Opinion Editorial

Wednesday, March 11, 1998  

The Right Path for Third-World Development

Peter Bauer is one of this century's great economists. Born in Budapest in 1915, he was one of the early pioneers in the field of development economics. A longtime professor of economics at the London School of Economics, Bauer was a made a life peer in 1983, and now, as Lord Bauer, sits in Britain's House of Lords. Last week, he paid a visit to the Cato Institute on the occasion of the publication of a new book in his honor, "The Revolution in Development Economics."

In the World Bank's 1984 book, "Pioneers in Development," Bauer recounted his involvement in development economics. It came about because of his investigations during the 1940s and 1950s into the rubber industry in Southeast Asia and trade in the former British West Africa. At the same time, the study of development economics, the economics of underdeveloped countries, was just becoming a separate field of economics. Although he did not initially consider himself a development economist, Bauer was drawn into it by the stark contrast between the analyses of the development economists and his own observations in developing countries.

From his own experience, Bauer knew that the same economic principles that applied in Europe and North America applied equally in Africa and Asia. Yet development economists in the early postwar period were basing their work on the idea that somehow a different set of economic principles applied in underdeveloped countries. In those countries foreign trade was said to be harmful, saving and capital formation were impossible because of low incomes, and the lack of investment opportunities prevented access to foreign capital.
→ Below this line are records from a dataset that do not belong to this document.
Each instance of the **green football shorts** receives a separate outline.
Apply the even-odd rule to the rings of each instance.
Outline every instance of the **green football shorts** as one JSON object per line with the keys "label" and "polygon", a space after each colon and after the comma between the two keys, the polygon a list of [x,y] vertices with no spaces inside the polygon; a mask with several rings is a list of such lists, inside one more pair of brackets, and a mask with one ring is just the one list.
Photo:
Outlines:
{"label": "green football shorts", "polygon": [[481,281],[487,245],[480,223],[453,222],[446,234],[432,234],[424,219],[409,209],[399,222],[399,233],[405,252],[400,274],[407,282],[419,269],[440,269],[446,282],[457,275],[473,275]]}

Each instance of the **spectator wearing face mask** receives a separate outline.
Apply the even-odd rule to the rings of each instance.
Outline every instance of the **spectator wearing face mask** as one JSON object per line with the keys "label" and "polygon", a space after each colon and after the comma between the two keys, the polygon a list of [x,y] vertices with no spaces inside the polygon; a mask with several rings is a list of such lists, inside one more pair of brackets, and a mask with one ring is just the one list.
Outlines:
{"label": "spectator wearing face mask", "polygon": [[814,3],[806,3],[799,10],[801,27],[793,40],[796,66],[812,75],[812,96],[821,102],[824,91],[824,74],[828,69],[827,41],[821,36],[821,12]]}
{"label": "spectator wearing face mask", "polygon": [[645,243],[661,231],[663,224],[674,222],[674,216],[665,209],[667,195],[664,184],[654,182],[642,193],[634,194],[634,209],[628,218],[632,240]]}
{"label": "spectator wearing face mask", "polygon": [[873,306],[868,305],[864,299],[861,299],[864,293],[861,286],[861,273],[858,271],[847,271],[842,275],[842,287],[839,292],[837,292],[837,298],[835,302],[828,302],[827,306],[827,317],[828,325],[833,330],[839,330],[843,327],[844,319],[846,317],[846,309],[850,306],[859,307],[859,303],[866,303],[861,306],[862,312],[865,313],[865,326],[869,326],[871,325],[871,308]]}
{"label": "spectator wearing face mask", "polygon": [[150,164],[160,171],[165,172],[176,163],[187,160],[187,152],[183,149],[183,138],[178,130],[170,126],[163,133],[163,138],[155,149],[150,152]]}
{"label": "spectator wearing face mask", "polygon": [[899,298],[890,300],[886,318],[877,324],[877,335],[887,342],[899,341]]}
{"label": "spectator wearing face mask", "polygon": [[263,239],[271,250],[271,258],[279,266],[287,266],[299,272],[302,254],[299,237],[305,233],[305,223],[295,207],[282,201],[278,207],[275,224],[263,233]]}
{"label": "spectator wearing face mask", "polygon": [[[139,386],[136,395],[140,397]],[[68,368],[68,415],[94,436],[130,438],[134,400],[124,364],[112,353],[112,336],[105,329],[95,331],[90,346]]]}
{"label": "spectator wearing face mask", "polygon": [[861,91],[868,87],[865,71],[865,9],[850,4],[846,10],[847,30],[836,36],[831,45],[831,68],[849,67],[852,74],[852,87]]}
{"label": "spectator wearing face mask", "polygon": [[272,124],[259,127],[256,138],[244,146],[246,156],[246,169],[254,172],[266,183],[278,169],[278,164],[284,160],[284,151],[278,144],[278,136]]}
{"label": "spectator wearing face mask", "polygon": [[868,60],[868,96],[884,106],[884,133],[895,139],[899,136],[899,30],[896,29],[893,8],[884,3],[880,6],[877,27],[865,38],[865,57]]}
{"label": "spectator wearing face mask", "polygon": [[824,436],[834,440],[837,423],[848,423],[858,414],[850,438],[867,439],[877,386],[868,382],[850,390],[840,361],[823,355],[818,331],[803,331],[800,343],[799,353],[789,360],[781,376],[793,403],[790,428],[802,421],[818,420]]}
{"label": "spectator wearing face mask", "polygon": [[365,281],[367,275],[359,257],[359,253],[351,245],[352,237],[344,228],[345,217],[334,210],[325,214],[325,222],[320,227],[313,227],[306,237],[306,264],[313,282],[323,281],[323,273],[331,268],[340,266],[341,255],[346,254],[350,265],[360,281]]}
From these principles, it followed that the key to development was the unrequited transfer of capital from the Western industrialized countries to the developing nations; that is, foreign aid. Such aid would then be used to development indigenous manufacturing industries that would obviate the need to import manufactured goods from abroad. To implement this agenda, developing countries instituted comprehensive economic planning, while the industrialized nations poured billions upon billions of dollars of aid into the nations of Africa, Asia and Latin America.

Bauer was one of the very few economists who said right from the beginning that the strategy of foreign aid and inward development would never work. Cutting off the developing countries from international markets destroyed the class of traders and entrepreneurs who were the catalysts for development. And foreign aid made government bureaucrats, rather than businessmen, the main economic agents in the recipient countries. This reinforced the power of the economic planners and further cut off the developing countries from market forces.

We all know what happened. Thriving indigenous businesses and industries died or went underground, while government bureaucrats built uneconomic steel mills and other trophy projects that became sinkholes for capital and hothouses for corruption. Virtually all of the foreign aid money of the last 50 years, taxed from the workers and producers of Europe and North America, was completely wasted on worthless projects. Meanwhile the restrictions on trade and private businesses stifled economic activity, leading to declining growth, rising poverty and unemployment. As a result, most of the former colonies of Africa are poorer today than they were at independence.

Although derided as a reactionary during most of his career, Bauer lived to see his ideas finally triumph. Eventually, the nations of Asia and Latin America rejected the teachings of the development experts and moved to dismantle their planning agencies and base their economies on exports. The results were too spectacular to ignore, leading to wholesale repudiation of the development model Bauer long fought against. It is good that he lived to see it.